Set five years after the conclusion of the Civil War, News of the World (based on the Paulette Jiles novel) tracks the very particular journey of Capt. Jefferson Kyle Kidd (a grizzled Tom Hanks) as he makes his way from small Texas town to small Texas town with a stack of newspapers from all over the nation. When he arrives, he sets up in a tent or small room and proceeds to read to the townspeople a sampling of headlines and news stories from around the country. Like any good newsman, he blends the politics and more serious items with humorous human interest pieces, giving the largely illiterate crowds a sense of what it’s like to go through a newspaper cover to cover. And since it’s Hanks doing the reading, he adds a dramatic flare for his enraptured audience that includes us as well. It’s not a job that earns him a lot of money, but each person listening pays his or her dime, and it gives Kidd enough to make it to the next town.
On the move between towns, Kidd stumbles upon the aftermath of some sort of attack or accident that has left a 10-year-old girl behind. Not speaking any English, the girl has a note with her identifying her as Johanna (newcomer Helena Zengel), the daughter of German immigrants who were attacked by the local Kiowa people six years earlier as they journeyed across the plains of Texas. Only the girl was left alive, so the Kiowa took her in and raised her as one of their own. She was on her way to be returned to her aunt and uncle hundreds of miles away, and Kidd vows to escort her either to local authorities or perhaps even all the way to her only living family members.
The rest of News of the World is the story of their long trip together, through unforgiving terrain, unexpected weather and decidedly human dangers. The trail is long, but it gives them time to learn bits of each other’s language, enough to communicate, and the two form a protective bond that helps them get through the countless challenges of the road. Being certain to avoid most conventional forms of sentimentality along the way, director/co-writer Paul Greengrass (who worked previously with Hanks on Captain Phillips) does a remarkable and touching job making certain nothing comes easy to this unlikely pair. There are multiple attempts by no-gooders to steal Johanna away from him—one particularly nasty sequence involves a three-man gang (led by Michael Angelo Covino, who is one of the filmmakers and stars of the current release The Climb)––but Kidd and Johanna use their broken languages and intelligence to win the day most times.
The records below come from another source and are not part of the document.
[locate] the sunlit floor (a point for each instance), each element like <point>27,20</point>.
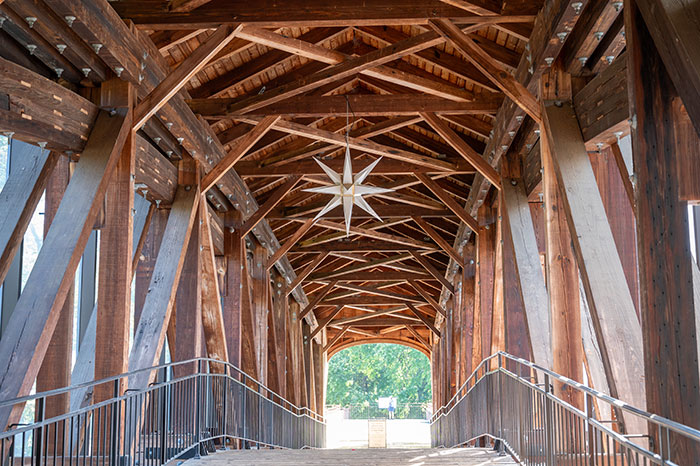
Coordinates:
<point>359,457</point>
<point>400,433</point>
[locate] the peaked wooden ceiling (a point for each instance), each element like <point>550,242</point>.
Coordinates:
<point>439,89</point>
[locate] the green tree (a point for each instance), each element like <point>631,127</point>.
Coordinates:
<point>367,372</point>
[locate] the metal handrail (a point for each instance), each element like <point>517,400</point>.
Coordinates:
<point>538,427</point>
<point>189,410</point>
<point>170,365</point>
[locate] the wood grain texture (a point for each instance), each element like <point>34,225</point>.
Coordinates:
<point>518,221</point>
<point>20,195</point>
<point>36,313</point>
<point>150,332</point>
<point>665,274</point>
<point>612,308</point>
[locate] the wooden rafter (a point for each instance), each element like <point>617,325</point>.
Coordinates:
<point>430,231</point>
<point>464,149</point>
<point>487,65</point>
<point>176,80</point>
<point>449,201</point>
<point>234,155</point>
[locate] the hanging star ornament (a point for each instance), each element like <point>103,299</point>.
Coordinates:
<point>348,190</point>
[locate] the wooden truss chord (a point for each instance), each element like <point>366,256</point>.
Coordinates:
<point>176,80</point>
<point>435,236</point>
<point>317,298</point>
<point>36,313</point>
<point>449,201</point>
<point>464,149</point>
<point>362,106</point>
<point>424,319</point>
<point>487,65</point>
<point>234,155</point>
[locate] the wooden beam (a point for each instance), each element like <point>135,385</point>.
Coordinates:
<point>612,308</point>
<point>377,292</point>
<point>36,313</point>
<point>333,73</point>
<point>408,242</point>
<point>423,319</point>
<point>673,27</point>
<point>487,65</point>
<point>150,332</point>
<point>383,276</point>
<point>182,6</point>
<point>270,204</point>
<point>430,231</point>
<point>665,273</point>
<point>176,80</point>
<point>479,7</point>
<point>431,270</point>
<point>212,313</point>
<point>316,13</point>
<point>449,201</point>
<point>242,146</point>
<point>357,144</point>
<point>427,297</point>
<point>317,298</point>
<point>464,149</point>
<point>291,241</point>
<point>327,321</point>
<point>309,168</point>
<point>356,245</point>
<point>29,171</point>
<point>336,338</point>
<point>307,270</point>
<point>385,73</point>
<point>362,105</point>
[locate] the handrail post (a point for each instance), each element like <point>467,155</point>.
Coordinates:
<point>39,433</point>
<point>589,426</point>
<point>225,423</point>
<point>501,446</point>
<point>163,413</point>
<point>197,403</point>
<point>113,439</point>
<point>548,427</point>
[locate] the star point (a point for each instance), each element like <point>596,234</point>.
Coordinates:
<point>348,190</point>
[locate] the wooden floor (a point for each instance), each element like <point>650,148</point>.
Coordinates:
<point>363,457</point>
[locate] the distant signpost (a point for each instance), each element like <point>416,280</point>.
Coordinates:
<point>376,433</point>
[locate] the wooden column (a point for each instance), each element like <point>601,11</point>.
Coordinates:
<point>30,168</point>
<point>486,249</point>
<point>468,298</point>
<point>38,309</point>
<point>280,310</point>
<point>260,281</point>
<point>150,332</point>
<point>563,286</point>
<point>319,376</point>
<point>611,306</point>
<point>309,366</point>
<point>498,317</point>
<point>149,254</point>
<point>116,256</point>
<point>665,274</point>
<point>233,291</point>
<point>620,214</point>
<point>56,367</point>
<point>292,364</point>
<point>189,334</point>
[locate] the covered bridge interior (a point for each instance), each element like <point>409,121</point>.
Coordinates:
<point>523,174</point>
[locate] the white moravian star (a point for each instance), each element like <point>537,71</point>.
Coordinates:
<point>348,190</point>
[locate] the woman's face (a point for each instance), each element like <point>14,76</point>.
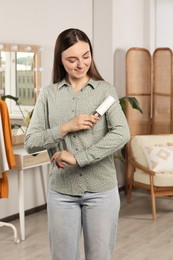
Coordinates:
<point>77,60</point>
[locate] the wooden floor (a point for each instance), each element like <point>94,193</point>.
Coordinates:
<point>139,237</point>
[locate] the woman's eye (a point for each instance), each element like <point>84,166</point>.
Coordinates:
<point>72,61</point>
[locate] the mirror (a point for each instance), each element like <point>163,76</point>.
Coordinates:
<point>20,75</point>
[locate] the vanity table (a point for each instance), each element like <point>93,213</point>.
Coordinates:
<point>26,161</point>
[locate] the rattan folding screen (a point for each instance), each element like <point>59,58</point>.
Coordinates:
<point>162,105</point>
<point>150,79</point>
<point>138,84</point>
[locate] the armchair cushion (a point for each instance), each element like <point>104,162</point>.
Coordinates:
<point>159,157</point>
<point>161,179</point>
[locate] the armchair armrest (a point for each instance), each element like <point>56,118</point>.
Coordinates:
<point>141,167</point>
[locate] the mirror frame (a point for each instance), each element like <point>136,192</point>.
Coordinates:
<point>36,49</point>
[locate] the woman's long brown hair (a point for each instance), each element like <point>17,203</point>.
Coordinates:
<point>64,41</point>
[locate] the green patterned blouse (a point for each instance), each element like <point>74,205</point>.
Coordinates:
<point>93,148</point>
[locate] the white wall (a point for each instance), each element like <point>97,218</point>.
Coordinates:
<point>112,25</point>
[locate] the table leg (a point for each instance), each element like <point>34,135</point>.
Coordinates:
<point>21,204</point>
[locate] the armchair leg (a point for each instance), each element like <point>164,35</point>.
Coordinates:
<point>153,199</point>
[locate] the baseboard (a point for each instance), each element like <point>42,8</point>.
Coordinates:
<point>27,212</point>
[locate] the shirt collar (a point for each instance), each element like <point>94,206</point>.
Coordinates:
<point>91,82</point>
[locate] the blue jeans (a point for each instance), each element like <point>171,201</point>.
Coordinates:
<point>95,213</point>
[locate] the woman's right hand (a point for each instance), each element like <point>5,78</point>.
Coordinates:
<point>80,122</point>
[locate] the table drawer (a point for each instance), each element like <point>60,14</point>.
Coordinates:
<point>31,160</point>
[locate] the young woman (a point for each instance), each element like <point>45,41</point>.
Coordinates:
<point>83,193</point>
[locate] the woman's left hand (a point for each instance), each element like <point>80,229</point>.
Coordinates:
<point>63,157</point>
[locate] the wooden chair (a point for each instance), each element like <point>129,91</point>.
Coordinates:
<point>158,183</point>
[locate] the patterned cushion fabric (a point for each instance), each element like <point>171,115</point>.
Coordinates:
<point>159,158</point>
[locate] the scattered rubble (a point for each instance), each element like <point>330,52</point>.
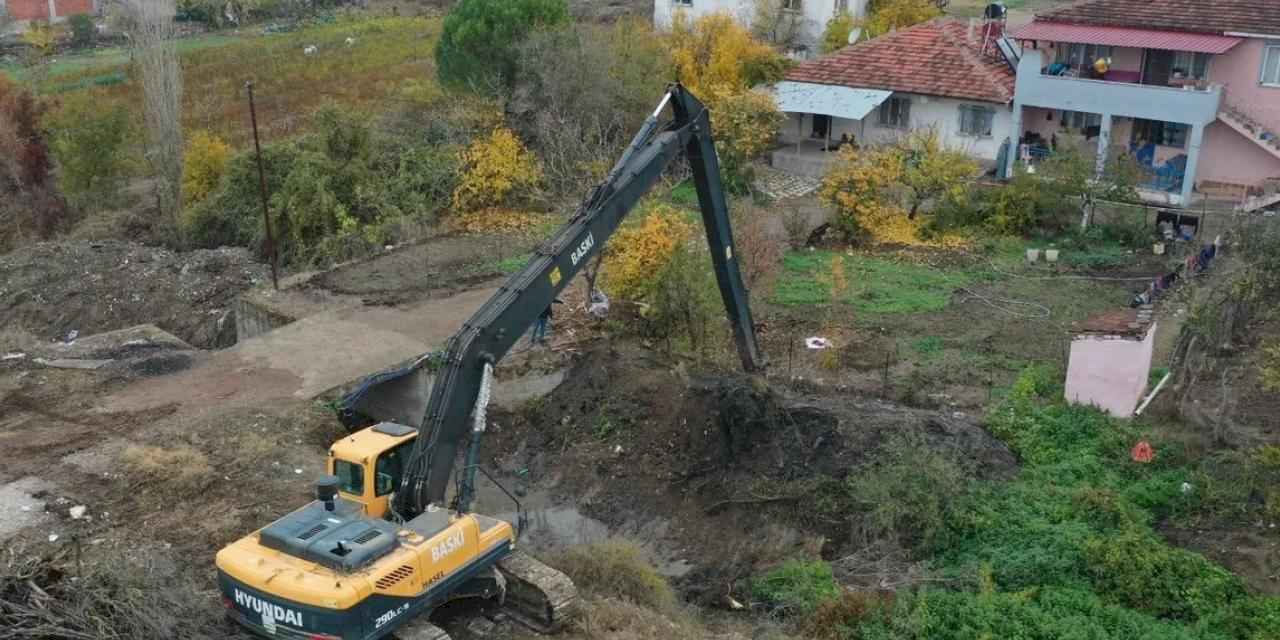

There are a handful of solid supporting performances that pop up unexpectedly throughout, including from the likes of Mare Winningham, Elizabeth Marvel, Bill Camp, and Christopher Hagen as Old Man Durand, who runs a town of workers who aren’t quite ready to admit the war between the states is over. It’s one of the film’s rare moments of overt commentary about the state of politics today, as Durand spins tales to his town’s residents about his history and the history of the town that are fictitious, wanting Kidd to only read news stories about him. But when Kidd gets before the eager crowd, he has something different in mind, encouraging free thought and resisting Durand’s version of fake news.
It’s clear that News of the World is also about finding one’s way home, an idea that many of us are struggling to do right now. Is home for Johanna a beatdown farm where her relatives have no idea what to do with her? Kidd is also desperate to create a home for himself after he lost his version of it during the war, so letting someone like Johanna into his life is more difficult than one might suspect. And while the conclusion of the movie isn’t that difficult to predict, that doesn’t take away from its highly emotional and deeply satisfying conclusion. A filmmaker has to make a real effort to botch a Tom Hanks movie, and thankfully Greengrass knows his material and his lead actor well enough to make News of the World something special.
News of the World opens in theaters (where theaters are open) on Friday, December 25.